In Deutschland ist die Sau los!

Wildschweine können gefährlich werden – auch für Jäger.

Allesfresser und sehr anpassungsfähig: Wildschweine gehörten zum wichtigsten Jagdwild der Menschen.
Allesfresser und sehr anpassungsfähig: Wildschweine gehörten zum wichtigsten Jagdwild der Menschen.

 

Von Arne Dettmann

Was ist bloß in Deutschland los? Einst galt das Land als ein Hort der Vernunft und Disziplin. Doch seit der Bundestagswahl Ende September steht noch immer keine neue Regierung. Verflixte Koalitionsverhandlungen statt verlässliche Führungsstärke prägen das Bild.

Und jetzt auch noch das: In Norddeutschland wurde ein 50 Jahre alter Jäger von einem Wildschwein angegriffen und getötet. Eigentlich war der Weidmann mit der Flinte in Vorpommern auf die Pirsch gegangen, um dem Keiler das Fell über die Ohren zu ziehen. Doch der unerschrockene Eber drehte den Spieß um und setzte zur Gegenattacke an.

Das ist kein Einzelfall. Schon im März 2016 hatte in Lübeck ein Wildschwein seinen zweibeinigen Kontrahenten zunächst in Sicherheit gewogen und war dann urplötzlich aus dem Schilfgürtel eines Teiches auf den Jäger zugeprescht.

Es scheint, dass die Saubande jegliche Angst vor den Menschen verloren hat. Und seitdem in Berlin nicht klar ist, wer künftig regieren wird, scheint sich dieser Respektverlust noch verstärkt zu haben: Im Oktober trauten sich mehrere Wildschweine in die norddeutsche Stadt Heide und rasten durchs Zentrum. Vier Menschen wurden verletzt. Ein Keiler drang sogar in eine Bank ein. Mitarbeiter und Kunden mussten über Fenster und Drehleitern aus dem Gebäude evakuiert werden. Die Behörden warnten die Bewohner, sicherheitshalber in ihren Häusern zu bleiben.

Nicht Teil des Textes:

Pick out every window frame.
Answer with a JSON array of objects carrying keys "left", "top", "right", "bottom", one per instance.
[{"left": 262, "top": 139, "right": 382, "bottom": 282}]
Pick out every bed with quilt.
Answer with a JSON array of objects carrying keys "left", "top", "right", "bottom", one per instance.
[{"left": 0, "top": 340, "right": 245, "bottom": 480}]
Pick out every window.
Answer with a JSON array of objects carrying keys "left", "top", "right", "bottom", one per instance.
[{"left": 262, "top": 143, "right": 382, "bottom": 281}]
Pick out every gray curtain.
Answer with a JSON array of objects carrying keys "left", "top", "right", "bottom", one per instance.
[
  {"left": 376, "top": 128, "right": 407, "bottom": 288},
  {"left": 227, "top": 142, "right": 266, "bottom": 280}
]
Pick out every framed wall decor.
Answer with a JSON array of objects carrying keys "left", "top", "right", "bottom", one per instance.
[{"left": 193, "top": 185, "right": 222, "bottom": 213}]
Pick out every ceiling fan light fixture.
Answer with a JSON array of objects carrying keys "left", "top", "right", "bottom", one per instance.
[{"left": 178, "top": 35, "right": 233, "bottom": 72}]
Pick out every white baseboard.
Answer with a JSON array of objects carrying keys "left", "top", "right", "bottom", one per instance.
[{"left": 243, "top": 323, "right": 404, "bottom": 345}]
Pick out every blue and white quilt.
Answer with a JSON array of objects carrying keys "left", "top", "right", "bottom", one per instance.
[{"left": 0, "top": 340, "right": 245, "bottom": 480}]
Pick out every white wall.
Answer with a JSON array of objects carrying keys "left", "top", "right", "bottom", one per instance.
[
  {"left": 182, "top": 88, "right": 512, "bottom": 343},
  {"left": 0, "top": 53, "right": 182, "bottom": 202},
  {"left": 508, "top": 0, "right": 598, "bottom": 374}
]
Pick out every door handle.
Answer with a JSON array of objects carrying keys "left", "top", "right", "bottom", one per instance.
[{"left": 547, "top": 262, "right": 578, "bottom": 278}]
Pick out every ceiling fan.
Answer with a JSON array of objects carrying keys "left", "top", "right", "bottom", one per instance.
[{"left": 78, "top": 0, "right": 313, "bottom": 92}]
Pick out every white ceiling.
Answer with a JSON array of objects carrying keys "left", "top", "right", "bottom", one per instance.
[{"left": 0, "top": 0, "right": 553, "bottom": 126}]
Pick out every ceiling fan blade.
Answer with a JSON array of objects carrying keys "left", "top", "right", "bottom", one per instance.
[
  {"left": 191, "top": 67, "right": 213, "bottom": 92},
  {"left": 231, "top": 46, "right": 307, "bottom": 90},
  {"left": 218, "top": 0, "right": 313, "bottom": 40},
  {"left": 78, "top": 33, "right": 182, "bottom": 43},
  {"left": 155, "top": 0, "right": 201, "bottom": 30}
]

Nicht alle Experten glauben, dass die fehlende Staatssouveränität in Berlin allein schuld ist an dieser unerhörten Schweinerei. «Das Schwarzwild ist der Gewinner des Klimawandels und der Agrar- und Energiepolitik», meint etwa Torsten Reinwald vom Deutschen Jagdverband. Die dickhäutigen Vertreter von Sus scrofa aus der Ordnung der Paarhufer würden heutzutage fast das ganze Jahr über Nahrung finden, da Buchen und Eichen immer mehr Früchte produzieren. Zufrieden grunzend fressen sich die Borstentiere durch Wald und üppige Maisfelder sogar bis nach Dänemark und Schweden, wo sie früher nicht verbreitet waren.

Das Bundesland Mecklenburg-Vorpommern hat bereits eine Kopfgeldprämie von 25 Euro für jeden zottigen Halunken ausgelobt. Und tatsächlich werden jährlich um die 500.000 Wildschweine in Deutschland von Jägern erlegt. Aber das reicht lange nicht, um der Lage Herr zu werden.

Vielleicht sollten sich die Politiker in der Hauptstadt daran machen, nicht nur Erneuerbare Energien mit Subventionen zu fördern, sondern auch die allgemeine Schweinejagd auszurufen. Denn sonst brechen die furchtlosen Keiler eines Tages noch in den Reichstag in Berlin ein und suhlen sich im Plenarsaal. Denn: Cuando el gato no está en casa, los ratones bailan.